The web was to be personalized – that was the prediction decades back. Focused and relevant content, Internet gurus had predicted would rule content delivery. Therefore, it is no surprise that when you log on to Amazon or Walmart today, you are surprised at how much they know what you would likely be looking for. They can predict your wants, and not only yours, it appears your neighbor also has the same to say and the same goes for your neighbor’s neighbor. Prediction algorithms, machine learning capabilities and the use of robotic process automation has changed the way systems are interacting with people like you and me. Quick to latch on to these advantages have been the retail world, as the example of the likes of Amazon and Walmart show. Content delivery is now optimized for your choices, your wants, your desires, and wishes.

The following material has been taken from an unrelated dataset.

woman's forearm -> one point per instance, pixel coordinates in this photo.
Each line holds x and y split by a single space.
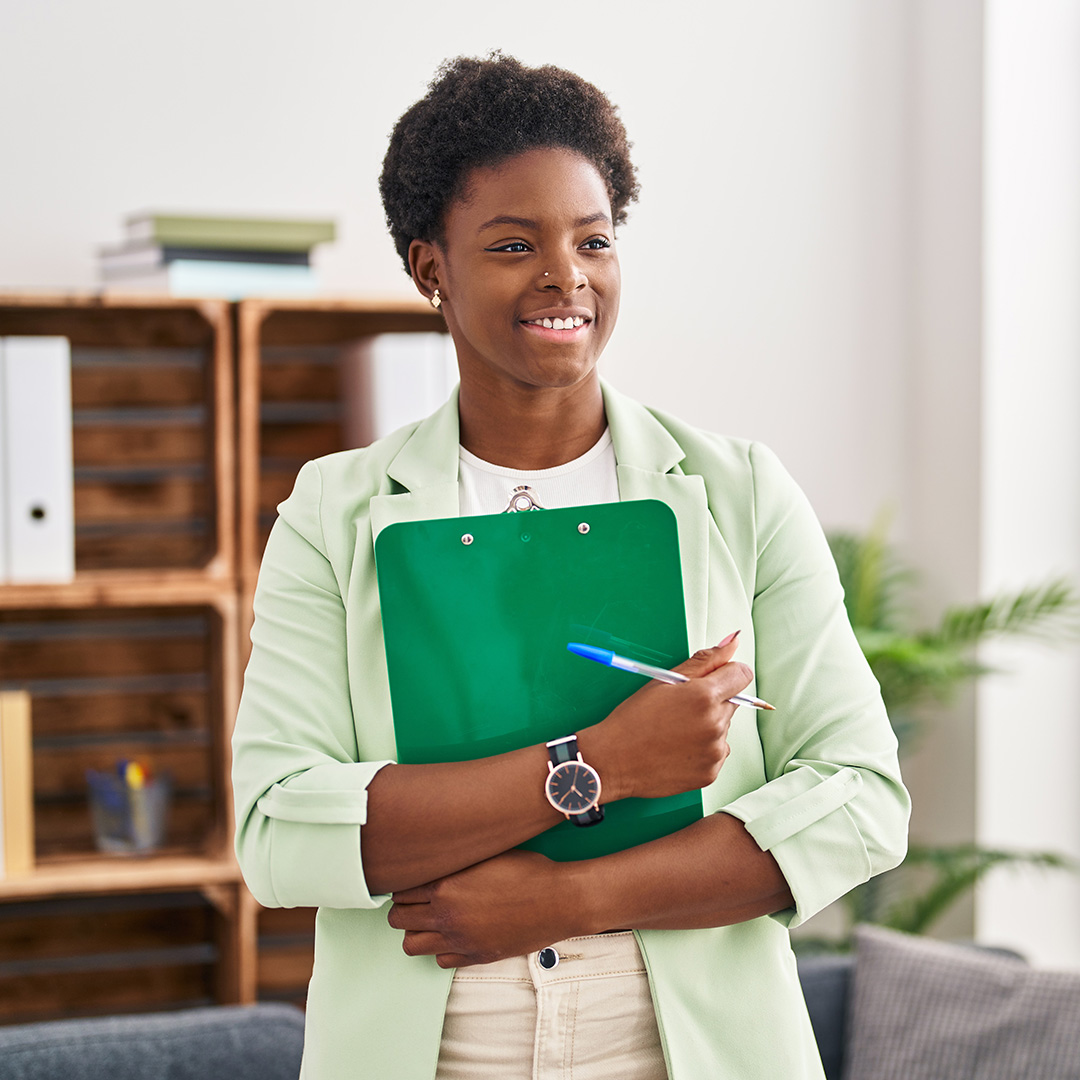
428 821
711 874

Technology companies have leveraged the power of Artificial Intelligence (AI) and machine learning to develop predictive analytic solutions. This help delivers personalized experiences at a scale that was never possible in the past. Targeted content at multiple touch points has become so pervasive that customers have taken it for granted. It is no longer just limited to online shopping too. Even when customers are heading to a physical store, they expect to find a significant level of personalized delivery. For example, if the weather office predicts the likelihood of a hurricane in the coming days, customers would expect to find sufficient stocks of staples, cereals, and other food items that they could stock up on.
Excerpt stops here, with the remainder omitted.